Through it all, I keep thinking "why me" as many people have probably thought the same before. I think what did I do wrong? I replay the exact moment when I screwed up my knee for life over and over in my head just to see if there is something that I could have done differently to avoid the fate that I would succumb to. I think of what it was like to be "normal", one where walking into your kitchen to get a bite of food wasn't an internal struggle of convincing myself that yes, I am actually hungry and that yes, my hunger burns deeper than the pain I might feel in my leg. For a while I hated everything, especially rugby as it is what caused me this pain in the first place. I hated that after almost four years of playing uninjured I ended up with the kiss of death by athletes standards. I hated that I missed my shot at All-Conference, I hated that I wasn't able to play with my teammates one last time and I envied the people that made playing the game look so effortless while I struggled to even bend my knee. For a while I just wanted to shut off from it all. No more rugby for me, that was it. But in times of feeling like pure crap, I appreciated so many more parts of the game. I was able to put on a different hat and look at the game through a different angle.
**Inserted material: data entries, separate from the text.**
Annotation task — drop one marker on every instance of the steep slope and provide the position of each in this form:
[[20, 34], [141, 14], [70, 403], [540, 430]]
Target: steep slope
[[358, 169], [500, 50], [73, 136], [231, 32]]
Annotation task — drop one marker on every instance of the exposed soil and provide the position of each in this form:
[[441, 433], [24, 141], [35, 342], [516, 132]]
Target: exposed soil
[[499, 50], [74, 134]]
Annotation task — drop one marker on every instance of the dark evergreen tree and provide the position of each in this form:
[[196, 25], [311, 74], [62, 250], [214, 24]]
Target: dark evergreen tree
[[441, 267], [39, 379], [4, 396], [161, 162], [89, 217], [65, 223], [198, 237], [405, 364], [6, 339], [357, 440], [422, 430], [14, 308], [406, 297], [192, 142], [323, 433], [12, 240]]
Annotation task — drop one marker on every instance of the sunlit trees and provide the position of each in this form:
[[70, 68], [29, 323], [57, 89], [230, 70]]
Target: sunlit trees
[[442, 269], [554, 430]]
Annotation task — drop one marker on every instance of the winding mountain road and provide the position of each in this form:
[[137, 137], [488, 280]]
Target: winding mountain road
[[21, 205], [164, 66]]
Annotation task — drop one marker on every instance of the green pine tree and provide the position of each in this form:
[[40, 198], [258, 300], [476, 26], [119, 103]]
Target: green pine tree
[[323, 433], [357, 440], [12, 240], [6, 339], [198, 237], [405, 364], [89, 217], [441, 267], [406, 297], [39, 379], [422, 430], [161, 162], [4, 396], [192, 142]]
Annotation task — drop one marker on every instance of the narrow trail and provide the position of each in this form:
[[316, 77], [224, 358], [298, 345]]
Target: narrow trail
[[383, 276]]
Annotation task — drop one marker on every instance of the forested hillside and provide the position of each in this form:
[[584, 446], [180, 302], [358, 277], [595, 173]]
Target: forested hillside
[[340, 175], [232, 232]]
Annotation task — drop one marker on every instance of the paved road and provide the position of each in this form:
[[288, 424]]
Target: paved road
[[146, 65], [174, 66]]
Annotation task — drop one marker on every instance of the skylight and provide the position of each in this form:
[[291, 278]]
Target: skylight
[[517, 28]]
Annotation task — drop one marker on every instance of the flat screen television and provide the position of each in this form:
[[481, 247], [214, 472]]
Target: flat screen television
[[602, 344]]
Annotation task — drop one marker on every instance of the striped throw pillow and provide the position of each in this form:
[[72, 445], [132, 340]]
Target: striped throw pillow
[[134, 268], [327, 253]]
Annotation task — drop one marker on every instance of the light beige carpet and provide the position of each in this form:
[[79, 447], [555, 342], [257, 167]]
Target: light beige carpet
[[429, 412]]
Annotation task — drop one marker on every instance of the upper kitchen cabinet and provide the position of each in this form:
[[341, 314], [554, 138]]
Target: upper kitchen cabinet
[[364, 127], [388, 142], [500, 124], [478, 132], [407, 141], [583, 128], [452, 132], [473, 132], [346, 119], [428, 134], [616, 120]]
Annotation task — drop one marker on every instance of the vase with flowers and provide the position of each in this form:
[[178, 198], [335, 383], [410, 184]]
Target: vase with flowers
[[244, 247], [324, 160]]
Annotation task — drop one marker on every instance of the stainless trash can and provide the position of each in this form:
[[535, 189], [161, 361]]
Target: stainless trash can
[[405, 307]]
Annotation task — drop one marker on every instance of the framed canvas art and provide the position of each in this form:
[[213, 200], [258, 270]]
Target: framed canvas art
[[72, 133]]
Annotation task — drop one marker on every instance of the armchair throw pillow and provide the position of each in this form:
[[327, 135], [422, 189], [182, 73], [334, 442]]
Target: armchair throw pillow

I now have the ability to be called a "coach", something that I didn't know was possible and probably wouldn't have known without this injury. It's an appreciation for all the crap that I put my body through for years. At times I thought my body literally hated me for making it play just one more minute in a game instead of staying down after a tackle, but for some reason I always got up from the ground, no matter how bad it hurt. I think rugby is a game of resilience, and for me to call myself a rugby player, I have to be resilient. Sure, I miss it every single day and I cannot wait for the day that I can get back out there and play, but that won't be for a while. I think it is one of those things where I just have to roll with the punches and hand what life gives me. If life gives you multiple surgeries in a matter of months, you just have to take the scars, screws, crutches and random pieces of metal and roll with the punches.
It hurts. It really does. And is this a long-winded rant while I am in a very emotional state? Yes of course. As for where I'm going with this, I'm not entirely sure. I thought about connecting it to SMC and how even though I'm far from home this place is still home, and it is, and I'm happy to have two places that I call home. I thought about really connecting this to rugby and how it has made me strong and tough and able to overcome everything, but then I didn't fully think it out and wasn't sure what I was using as a metaphor to compare things to. I thought about talking about my new appreciation for things no matter how small. I thought about talking about the injury in general and telling you all the nasty details, but then I didn't want to scar you for life. As you can tell, I really have no idea where this is going. It's late. I'm tired. My leg hurts. As for what else to say, I guess that just know that when you ask if I'm ok I will say yes, but deep down, it hurts like no other and just moving is a calculated process that I go through multiple times in my head before I even move an inch. It wasn't supposed to be this bad, but it is. But I'll be ok, because my drive to succeed is far more powerful than the pain that I feel in my leg. I'll get through it and I will do it with a smile on my face.